A blogger reports on the "best" censored news picks for 2011 and lists Wikileak as earning first prize.
According to the blog, http://bsnorrell.blogspot.com/2011/12/wikileaks-revealed-us-espionage-of.html, Wikileaks exposed the United States' efforts to halt passage of the UN Declaration on the Rights of Indigenous Peoples and U.S. diplomatic cables fom the State Department confirm that the United States feared the power of Indigenous Peoples, especially claims to their traditional territories.
The blogger lists the top six ways that the United States and Canada worked against the rights of Indigenous Peoples.
1. The United States worked behind the scenes to fight the adoption of the Declaration on the Rights of Indigenous Peoples. In Ecuador, the US established a program to dissuade Ecuador from supporting the Declaration. In Iceland, the US Embassy said Iceland's support was an "impediment" to US/Iceland relations at the UN.
2. The United States targeted and tracked Indigenous Peoples, community activists and leaders, especially in Chile, Peru, and Ecuador. A cable reveals the U.S. Embassy in Lima, Peru, identified Indigenous activists and tracked the involvement of Bolivian President Evo Morales, Venezuelan President Hugo Chavez, Bolivia Ambassador Pablo Solon, prominent Mapuche and Quechua activists and community leaders. President Chavez and President Morales were consistently watched, and their actions analyzed. Indigenous activists opposing the dirty Tar Sands were spied on, and other Indigenous activists in Vancouver, prior to the Olympics.
3. The United States was part of a five country coalition to promote mining and fight against Indigenous activists in Peru. A core group of diplomats from U.S., Canada, U.K., Australia, Switzerland and South Africa formed an alliance with mining companies to promote and protect mining interests globally.

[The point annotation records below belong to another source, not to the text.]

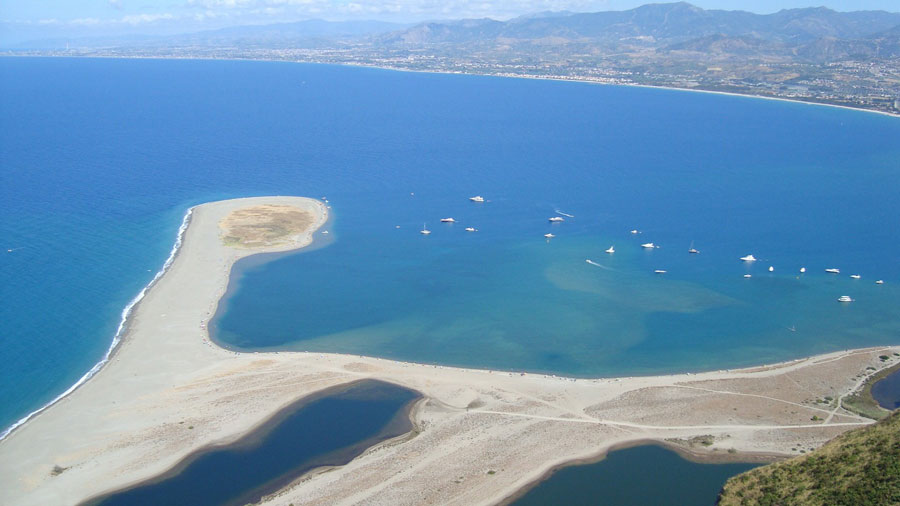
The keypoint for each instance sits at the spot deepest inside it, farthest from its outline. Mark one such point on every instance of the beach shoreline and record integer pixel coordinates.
(575, 79)
(127, 423)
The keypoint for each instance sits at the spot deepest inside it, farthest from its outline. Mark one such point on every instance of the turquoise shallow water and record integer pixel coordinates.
(101, 158)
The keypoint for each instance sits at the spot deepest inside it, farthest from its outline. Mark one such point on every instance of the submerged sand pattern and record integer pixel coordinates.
(481, 435)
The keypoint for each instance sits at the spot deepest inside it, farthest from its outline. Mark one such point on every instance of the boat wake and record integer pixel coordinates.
(595, 264)
(117, 338)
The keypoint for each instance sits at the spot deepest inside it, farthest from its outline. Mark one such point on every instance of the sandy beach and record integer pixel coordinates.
(480, 435)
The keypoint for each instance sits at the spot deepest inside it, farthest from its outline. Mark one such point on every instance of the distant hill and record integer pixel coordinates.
(273, 36)
(858, 468)
(665, 25)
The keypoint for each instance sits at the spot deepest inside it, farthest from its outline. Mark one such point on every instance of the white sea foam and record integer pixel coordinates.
(117, 338)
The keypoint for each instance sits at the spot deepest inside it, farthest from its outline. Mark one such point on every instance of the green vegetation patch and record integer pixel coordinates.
(862, 403)
(860, 467)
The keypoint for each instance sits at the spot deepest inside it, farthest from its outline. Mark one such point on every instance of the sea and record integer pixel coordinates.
(100, 159)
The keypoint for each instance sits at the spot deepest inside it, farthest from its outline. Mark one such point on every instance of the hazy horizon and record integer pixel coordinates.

4. Canada spied on Mohawks using illegal wiretaps. Before Wikileaks hit the headlines, it exposed in 2010 that Canada used unauthorized wiretaps on Mohawks.

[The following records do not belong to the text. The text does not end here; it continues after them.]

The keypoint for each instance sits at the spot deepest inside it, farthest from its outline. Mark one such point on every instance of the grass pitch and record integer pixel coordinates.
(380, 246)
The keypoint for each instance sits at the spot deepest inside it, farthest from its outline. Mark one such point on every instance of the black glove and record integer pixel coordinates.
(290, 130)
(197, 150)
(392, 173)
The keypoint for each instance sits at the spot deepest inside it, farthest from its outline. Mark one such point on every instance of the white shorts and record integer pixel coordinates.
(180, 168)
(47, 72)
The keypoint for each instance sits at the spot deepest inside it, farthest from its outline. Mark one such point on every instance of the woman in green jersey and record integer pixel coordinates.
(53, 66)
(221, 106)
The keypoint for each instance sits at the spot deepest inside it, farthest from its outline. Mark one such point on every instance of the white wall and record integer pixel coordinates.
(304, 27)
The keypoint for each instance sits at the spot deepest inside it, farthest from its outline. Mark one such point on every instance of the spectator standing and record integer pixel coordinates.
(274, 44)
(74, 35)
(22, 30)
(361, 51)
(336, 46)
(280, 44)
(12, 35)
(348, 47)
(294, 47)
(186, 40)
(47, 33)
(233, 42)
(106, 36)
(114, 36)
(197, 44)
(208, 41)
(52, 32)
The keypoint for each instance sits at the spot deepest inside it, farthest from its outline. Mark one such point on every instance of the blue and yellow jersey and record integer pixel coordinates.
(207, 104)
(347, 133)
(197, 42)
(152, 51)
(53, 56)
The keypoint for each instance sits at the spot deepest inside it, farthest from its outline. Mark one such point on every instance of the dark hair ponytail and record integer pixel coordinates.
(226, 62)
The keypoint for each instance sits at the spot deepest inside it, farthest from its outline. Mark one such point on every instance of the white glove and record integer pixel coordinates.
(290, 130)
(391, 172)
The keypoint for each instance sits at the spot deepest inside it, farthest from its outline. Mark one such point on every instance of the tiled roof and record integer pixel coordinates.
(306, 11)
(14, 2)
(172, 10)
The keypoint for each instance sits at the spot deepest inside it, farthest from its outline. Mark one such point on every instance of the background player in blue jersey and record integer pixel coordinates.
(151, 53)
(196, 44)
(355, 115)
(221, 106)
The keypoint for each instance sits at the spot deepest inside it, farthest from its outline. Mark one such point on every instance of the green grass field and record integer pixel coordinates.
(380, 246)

The United States and Canada tracked Mohawks. In one of the largest collections of cables released so far that targeted Native people and named names, the US Embassies in Montreal and Toronto detailed Mohawk activities at the border and in their communities.
5. The arrogant and insulting tone of the US Embassies and disrespect for Indigenous leaders is pervasive in US diplomatic cables.
6. The collection of DNA and other data, makes it clear that US Ambassadors are spies abroad. US Secretary of State Hillary Clinton states that the Intelligence Community relies on biographical information from US diplomats. In cables to Africa and Paraguay, Clinton asked US Embassy personnel to collect address books, e-mail passwords, fingerprints, iris scans and DNA.